As mentioned earlier, a key role of the prescriber in helping to curb the nation’s opioid problem is to ensure patient education.  The OxyContin label dedicates a section to patient counseling information, as do the other ER/LA opioid labels.  FDA encourages prescribers to counsel all patients according to this labeling. 

 

Dolophine

 

Dolophine (methadone hydrochloride) is a long-acting opioid approved for both pain treatment and addiction. It is responsible for a highly disproportionate number of deaths from overdose compared to all other opioids.  Like other ER/LA opioids, Dolophine is indicated for the management of moderate to severe pain when a continuous, around-the-clock opioid analgesic is needed for an extended period of time.
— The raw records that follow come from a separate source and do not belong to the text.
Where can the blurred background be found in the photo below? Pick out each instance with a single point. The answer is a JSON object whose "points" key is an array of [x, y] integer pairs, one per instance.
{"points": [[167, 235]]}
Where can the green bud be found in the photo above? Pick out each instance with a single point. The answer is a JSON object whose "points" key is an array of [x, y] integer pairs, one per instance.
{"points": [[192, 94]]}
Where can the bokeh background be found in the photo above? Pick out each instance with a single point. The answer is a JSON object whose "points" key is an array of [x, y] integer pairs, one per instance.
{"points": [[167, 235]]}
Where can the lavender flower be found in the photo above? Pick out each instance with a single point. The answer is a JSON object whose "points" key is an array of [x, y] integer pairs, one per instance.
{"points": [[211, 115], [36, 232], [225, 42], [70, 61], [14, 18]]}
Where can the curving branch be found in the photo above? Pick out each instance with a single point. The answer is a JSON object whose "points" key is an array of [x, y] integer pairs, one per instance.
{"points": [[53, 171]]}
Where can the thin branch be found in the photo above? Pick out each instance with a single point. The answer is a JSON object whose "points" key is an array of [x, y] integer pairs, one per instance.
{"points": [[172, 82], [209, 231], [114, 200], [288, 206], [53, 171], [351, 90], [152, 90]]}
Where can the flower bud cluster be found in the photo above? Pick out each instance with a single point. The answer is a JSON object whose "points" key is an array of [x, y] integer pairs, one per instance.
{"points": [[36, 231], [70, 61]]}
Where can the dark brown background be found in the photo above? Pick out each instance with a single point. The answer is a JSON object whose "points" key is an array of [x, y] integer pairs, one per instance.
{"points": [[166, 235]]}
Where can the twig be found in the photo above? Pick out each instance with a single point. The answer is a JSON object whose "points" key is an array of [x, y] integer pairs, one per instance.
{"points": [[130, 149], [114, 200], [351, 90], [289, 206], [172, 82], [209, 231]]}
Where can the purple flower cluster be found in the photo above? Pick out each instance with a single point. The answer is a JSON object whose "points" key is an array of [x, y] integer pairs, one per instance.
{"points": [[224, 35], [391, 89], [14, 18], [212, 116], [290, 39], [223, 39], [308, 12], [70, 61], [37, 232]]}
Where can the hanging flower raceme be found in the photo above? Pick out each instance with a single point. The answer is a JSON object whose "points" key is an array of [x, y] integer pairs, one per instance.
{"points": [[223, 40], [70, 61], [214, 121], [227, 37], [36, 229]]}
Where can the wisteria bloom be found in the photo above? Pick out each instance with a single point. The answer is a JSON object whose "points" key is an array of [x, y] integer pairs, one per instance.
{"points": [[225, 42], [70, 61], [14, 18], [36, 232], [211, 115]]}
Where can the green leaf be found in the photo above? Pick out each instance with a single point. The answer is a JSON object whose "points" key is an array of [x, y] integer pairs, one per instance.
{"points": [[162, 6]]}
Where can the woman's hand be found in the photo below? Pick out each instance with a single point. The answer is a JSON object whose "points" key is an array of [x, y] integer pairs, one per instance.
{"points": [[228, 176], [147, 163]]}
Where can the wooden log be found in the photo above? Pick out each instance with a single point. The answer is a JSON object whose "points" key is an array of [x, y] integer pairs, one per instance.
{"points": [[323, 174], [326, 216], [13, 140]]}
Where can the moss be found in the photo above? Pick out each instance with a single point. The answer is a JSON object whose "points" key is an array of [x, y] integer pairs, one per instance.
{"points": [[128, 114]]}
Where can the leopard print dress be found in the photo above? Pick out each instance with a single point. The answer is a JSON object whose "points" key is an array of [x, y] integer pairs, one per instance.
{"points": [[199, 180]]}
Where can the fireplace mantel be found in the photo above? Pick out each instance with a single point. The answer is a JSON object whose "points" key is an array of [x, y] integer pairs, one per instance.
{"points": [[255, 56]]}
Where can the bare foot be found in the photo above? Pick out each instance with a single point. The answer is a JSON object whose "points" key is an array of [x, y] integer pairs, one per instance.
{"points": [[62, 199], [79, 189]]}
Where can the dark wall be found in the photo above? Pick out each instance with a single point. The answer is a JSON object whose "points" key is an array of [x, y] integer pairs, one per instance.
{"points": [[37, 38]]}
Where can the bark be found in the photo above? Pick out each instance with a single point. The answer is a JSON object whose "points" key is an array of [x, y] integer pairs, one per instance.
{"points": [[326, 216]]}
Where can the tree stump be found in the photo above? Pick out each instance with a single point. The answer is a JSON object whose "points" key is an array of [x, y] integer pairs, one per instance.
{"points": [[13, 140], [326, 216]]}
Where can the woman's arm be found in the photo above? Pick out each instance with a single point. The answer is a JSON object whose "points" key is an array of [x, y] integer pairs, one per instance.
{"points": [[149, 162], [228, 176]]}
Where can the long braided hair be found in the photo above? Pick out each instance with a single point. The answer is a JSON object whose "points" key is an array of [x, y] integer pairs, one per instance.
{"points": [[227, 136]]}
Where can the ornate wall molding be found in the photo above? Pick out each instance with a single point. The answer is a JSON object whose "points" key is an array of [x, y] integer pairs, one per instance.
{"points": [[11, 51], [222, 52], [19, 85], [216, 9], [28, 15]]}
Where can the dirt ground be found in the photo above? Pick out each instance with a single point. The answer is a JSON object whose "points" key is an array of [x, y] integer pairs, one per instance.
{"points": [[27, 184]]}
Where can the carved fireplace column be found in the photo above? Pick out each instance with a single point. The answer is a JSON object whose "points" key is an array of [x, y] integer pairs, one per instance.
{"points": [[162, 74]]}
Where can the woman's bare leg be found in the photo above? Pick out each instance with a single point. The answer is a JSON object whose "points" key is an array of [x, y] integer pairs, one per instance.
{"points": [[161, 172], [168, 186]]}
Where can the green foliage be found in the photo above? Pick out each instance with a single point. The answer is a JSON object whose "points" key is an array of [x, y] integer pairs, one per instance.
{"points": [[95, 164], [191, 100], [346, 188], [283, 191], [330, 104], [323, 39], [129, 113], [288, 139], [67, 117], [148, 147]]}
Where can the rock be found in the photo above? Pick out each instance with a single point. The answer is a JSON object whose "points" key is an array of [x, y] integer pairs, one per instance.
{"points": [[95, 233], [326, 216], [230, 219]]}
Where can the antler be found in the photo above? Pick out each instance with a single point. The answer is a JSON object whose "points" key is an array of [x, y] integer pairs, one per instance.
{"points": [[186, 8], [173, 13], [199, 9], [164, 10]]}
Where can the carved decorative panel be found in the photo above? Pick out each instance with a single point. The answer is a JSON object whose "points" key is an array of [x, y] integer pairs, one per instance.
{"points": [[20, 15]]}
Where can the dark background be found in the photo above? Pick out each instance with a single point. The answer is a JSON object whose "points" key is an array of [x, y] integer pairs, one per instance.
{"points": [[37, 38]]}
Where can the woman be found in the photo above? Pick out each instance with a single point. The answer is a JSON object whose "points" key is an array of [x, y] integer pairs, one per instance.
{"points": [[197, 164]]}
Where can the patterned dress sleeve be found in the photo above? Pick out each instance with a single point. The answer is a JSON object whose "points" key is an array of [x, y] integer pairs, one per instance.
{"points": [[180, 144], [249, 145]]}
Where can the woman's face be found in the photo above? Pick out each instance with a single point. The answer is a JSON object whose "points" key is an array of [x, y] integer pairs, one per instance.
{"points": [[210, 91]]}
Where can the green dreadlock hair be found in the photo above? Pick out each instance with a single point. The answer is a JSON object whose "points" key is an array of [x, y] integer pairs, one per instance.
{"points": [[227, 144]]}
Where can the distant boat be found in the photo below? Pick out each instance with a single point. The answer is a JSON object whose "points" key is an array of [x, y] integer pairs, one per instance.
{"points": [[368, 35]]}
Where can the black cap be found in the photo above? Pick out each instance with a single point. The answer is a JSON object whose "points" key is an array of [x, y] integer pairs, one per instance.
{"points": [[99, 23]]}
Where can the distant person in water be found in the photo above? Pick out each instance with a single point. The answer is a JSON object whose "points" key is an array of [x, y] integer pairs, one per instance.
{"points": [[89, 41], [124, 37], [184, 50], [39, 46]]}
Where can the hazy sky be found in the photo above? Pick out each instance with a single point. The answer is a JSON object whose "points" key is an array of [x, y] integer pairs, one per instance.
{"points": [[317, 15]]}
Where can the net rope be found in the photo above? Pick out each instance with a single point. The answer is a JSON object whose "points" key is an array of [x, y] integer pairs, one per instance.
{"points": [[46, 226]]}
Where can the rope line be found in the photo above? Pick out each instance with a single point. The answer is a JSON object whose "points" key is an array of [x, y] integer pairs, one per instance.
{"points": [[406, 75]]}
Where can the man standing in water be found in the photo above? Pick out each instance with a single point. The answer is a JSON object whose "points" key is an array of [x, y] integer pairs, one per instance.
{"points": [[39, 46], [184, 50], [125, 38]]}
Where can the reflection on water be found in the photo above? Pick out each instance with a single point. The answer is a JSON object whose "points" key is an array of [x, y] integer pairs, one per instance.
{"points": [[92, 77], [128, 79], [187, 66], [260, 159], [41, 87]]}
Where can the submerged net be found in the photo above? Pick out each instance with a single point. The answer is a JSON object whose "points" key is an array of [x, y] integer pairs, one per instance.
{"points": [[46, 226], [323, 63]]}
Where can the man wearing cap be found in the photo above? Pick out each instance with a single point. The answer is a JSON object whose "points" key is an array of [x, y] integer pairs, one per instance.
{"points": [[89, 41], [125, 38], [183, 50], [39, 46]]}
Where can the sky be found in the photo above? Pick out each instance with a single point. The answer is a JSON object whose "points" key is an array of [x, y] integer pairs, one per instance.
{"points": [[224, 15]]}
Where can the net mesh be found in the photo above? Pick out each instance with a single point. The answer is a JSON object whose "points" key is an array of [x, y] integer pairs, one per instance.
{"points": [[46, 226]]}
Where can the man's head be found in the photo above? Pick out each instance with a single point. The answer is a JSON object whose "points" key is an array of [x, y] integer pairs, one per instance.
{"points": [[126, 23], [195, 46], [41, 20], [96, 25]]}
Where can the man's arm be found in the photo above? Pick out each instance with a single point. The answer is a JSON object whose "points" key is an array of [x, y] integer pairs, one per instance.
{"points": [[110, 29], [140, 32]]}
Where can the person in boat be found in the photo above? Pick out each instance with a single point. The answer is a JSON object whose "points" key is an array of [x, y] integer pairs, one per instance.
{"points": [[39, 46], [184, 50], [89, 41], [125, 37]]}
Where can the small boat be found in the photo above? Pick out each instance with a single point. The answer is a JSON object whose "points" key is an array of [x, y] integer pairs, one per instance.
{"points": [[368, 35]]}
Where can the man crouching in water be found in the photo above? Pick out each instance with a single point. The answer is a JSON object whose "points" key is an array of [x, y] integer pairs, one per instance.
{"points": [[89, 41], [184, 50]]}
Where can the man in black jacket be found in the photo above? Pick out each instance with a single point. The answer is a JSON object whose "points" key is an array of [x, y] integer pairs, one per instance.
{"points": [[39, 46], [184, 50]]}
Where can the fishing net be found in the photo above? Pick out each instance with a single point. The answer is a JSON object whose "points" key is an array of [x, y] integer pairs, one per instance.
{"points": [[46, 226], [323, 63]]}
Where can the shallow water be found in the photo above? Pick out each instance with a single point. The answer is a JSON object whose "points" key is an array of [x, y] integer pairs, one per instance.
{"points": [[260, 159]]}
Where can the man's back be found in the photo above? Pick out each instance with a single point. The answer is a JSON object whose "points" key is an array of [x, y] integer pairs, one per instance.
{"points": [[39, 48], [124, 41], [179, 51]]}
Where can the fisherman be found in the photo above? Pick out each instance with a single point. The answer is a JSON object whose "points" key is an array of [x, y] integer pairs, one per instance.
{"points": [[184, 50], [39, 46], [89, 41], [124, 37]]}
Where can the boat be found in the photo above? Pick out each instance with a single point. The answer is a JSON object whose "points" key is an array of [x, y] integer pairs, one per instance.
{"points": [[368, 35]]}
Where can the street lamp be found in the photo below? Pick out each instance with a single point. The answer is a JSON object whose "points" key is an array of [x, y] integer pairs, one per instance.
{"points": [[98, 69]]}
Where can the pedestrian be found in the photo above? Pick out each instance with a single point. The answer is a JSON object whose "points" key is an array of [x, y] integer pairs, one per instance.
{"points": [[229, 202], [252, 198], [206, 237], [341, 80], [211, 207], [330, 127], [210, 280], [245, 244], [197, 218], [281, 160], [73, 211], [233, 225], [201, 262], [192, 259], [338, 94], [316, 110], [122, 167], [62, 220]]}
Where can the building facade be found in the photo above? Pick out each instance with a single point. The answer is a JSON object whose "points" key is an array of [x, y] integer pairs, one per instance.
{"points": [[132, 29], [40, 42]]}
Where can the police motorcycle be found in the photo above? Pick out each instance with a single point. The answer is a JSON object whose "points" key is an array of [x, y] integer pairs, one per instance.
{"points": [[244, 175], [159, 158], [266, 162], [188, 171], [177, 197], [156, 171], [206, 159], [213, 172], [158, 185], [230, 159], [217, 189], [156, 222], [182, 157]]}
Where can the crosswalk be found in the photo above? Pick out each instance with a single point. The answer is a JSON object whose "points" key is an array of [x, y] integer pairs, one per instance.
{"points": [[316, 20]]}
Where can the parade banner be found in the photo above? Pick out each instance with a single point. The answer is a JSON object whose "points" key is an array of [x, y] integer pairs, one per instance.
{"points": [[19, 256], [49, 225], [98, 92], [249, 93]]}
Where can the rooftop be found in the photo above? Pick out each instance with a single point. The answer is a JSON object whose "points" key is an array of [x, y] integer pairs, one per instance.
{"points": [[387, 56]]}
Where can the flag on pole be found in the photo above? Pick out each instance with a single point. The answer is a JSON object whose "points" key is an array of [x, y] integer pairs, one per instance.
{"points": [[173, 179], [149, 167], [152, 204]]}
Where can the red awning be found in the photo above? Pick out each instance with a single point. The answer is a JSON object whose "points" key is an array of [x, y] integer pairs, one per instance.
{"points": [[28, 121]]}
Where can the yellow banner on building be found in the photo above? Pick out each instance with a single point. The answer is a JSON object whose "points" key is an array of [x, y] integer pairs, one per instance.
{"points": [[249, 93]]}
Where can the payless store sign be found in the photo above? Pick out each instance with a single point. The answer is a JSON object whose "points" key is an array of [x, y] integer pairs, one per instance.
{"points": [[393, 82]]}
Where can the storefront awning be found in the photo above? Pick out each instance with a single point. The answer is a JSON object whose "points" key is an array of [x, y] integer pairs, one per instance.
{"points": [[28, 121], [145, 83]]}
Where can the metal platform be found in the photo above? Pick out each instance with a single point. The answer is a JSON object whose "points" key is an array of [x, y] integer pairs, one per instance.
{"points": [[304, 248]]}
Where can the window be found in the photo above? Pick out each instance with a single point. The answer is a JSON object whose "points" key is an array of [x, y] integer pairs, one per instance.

However, it is also indicated for the detoxification and maintenance treatment of opioid addiction in conjunction with appropriate social and medical services. 

 

Although death from overdose is a significant risk with all ER/LA opioids, methadone accounts for nearly one in three prescription pain medication overdose deaths in the U.S., even though it accounts for only about two percent of the total number of opioid prescriptions filled.  Several key characteristics of methadone, discussed below, have led to product labeling for Dolophine that underscores the need for prescribers to have a clear understanding of how methadone differs from other opioids.  These key differences include a peak respiratory depressant effect that occurs later and persists longer than its peak analgesic effects, a significantly variable potency relative to other opioids, and known effects on the cardiac QT interval.  In addition, many of the deaths associated with the use of methadone for pain management occur due to errors in estimating an appropriate starting dose when physicians convert patients from other opioids to methadone.  The Dolophine label was updated to provide greater clarity concerning these and other important safety messages. 

 

OxyContin and Dolophine serve as two useful examples of the particular importance of prescriber knowledge of all ER/LA opioid product labels. 

 

Help educate patients to use opioids safely and effectively

 

Patient education is vital to safe and effective opioid use.  FDA urges all prescribers to ensure patients using opioids are appropriately informed of the risks and benefits of these drugs and fully understand directions for their use.  The opioid drug labels also provide prescriber information related to patient education. 

 

FDA-approved Medication Guides are key patient education tools.  Pharmacies are required to provide them to every patient who receives an ER/LA opioid.  Prescribers can also download all available Medication Guides for use in their offices.  Among other valuable information, Medication Guides for ER/LA opioids inform the patient on safe disposal of their unused medication.  FDA has also created a patient counseling document disclaimer icon that prescribers can use to help educate patients on the safe and effective use of opioids.

 

Conclusion

 

FDA remains committed to making sure that patients in need have continued access to appropriate pain medications, while also ensuring that all opioid products are used as safely and effectively as possible under the supervision of prescribers armed with sound information and training.  Prescribers are critical to successfully curtailing this national problem.